ブルーノ・ガンツヒトラーが凄いよ、憑依してるみたい!!
・登場人物がやたらめったら煙草を旨そうに吸う!!

 この2点が強烈に印象に残ったな。スチールで見た時も凄かったけど、ガンツ似過ぎだわ。「ベルリン・天使の詩」のイメージが引っくり返るな。
 で、煙草販売会社がスポンサー?ってなくらいに、ユンゲとエヴァが一服しまくるんだ。嫌煙ブームのこのご時世に、これだけ旨そうに煙草を吸うのは女優さんのイメージダウンにならんのか?ってなくらいにモクモクしてました。
 肝心の映画の内容は、世界史で習うナチスの対ユダヤ人政策やホロコーストといった歴史的事象にはフォーカスせず、ユンゲの視点で敗色濃厚な組織の中核に流れる怠惰、離反、諦念を、SSの少年兵の視点で現場は只、犬死をしていくといった姿を写す。
 世界征服なんか企てたことは勿論、無いけど、もうダメポな組織がやけっぱちの享楽に陥って負のスパイラルになるってのはどこも同じなんだよなあ・・・。
 傍観者であるユンゲ自体の描き方が魅力ある女性というわけでは無く、意図的に感情移入を避けた(ナチ賛美と受け取られかねない)演出なので、淡々と腐っていく様を観ることが出来た。
 でね、ナチスがやった所業の是非以前に、ある意味こうなるのを選択したのは民主主義のルールとやらに則り、支持した国民なんだよな。
 何の脈絡も無く、極悪非道なファシストがある日突然、やって来て政権を牛耳り、圧政を強いるってなことは有り得ない。EP3のシスだってそうだしね。
 ワイマール憲法の下で、ナチ党が政権を掌握するまでの経緯ってEP3っぽく無い?
 村上龍がよくエッセイで書いてるように、国家やマスメディアが大衆の意志を汲んだコンテキストをアナウンスしなければ、その反動で極端な方向に流れるのは当為のことだろう。
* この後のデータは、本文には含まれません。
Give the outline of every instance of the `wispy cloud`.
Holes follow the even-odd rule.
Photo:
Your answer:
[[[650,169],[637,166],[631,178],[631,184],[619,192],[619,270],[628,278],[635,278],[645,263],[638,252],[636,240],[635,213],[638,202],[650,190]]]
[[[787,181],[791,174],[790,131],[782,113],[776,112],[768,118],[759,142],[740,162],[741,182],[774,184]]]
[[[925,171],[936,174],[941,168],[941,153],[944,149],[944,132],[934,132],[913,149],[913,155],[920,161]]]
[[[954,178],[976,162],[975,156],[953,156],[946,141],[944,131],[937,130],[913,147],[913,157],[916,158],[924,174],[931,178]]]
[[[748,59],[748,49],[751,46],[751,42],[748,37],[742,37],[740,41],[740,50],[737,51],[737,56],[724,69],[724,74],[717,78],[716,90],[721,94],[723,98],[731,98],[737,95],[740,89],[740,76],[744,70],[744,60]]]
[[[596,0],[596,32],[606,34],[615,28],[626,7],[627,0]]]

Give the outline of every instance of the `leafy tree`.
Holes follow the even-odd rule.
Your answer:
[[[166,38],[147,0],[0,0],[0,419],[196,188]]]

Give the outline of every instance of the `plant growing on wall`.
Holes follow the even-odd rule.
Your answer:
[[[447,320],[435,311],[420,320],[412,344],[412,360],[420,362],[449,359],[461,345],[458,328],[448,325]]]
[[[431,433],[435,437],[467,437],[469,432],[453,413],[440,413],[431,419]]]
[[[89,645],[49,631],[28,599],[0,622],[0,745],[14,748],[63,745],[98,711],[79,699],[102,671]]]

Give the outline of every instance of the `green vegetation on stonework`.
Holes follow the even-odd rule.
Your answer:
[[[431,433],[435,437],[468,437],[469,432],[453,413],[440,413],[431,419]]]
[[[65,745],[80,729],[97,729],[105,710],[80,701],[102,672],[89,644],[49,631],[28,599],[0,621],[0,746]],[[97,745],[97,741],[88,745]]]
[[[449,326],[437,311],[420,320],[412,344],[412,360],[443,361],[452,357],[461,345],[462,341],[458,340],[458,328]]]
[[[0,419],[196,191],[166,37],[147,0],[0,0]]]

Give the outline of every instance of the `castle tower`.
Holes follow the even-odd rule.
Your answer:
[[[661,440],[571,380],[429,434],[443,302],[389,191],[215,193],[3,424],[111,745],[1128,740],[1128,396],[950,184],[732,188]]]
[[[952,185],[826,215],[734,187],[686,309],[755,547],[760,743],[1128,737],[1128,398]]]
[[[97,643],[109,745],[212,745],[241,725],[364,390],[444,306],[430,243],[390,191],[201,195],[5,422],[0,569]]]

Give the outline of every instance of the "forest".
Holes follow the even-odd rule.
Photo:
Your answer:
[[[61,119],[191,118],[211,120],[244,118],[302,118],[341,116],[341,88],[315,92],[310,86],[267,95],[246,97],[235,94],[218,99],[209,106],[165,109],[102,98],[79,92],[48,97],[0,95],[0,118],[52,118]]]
 まあそんな堅苦しいお話以前に、表現の世界では描く価値があるにも関わらず、禁忌のテーマだっただけに金を払って観る価値は存分にありましたぜ。
 (追記)ゲッベルスより奥さんの方がより狂信的でイカれているのは非常に興味深かった。稀代の宣伝大臣が実はカミさんの尻の下どころか、眼中にされてないって感じなのは教科書に載ってたっけ?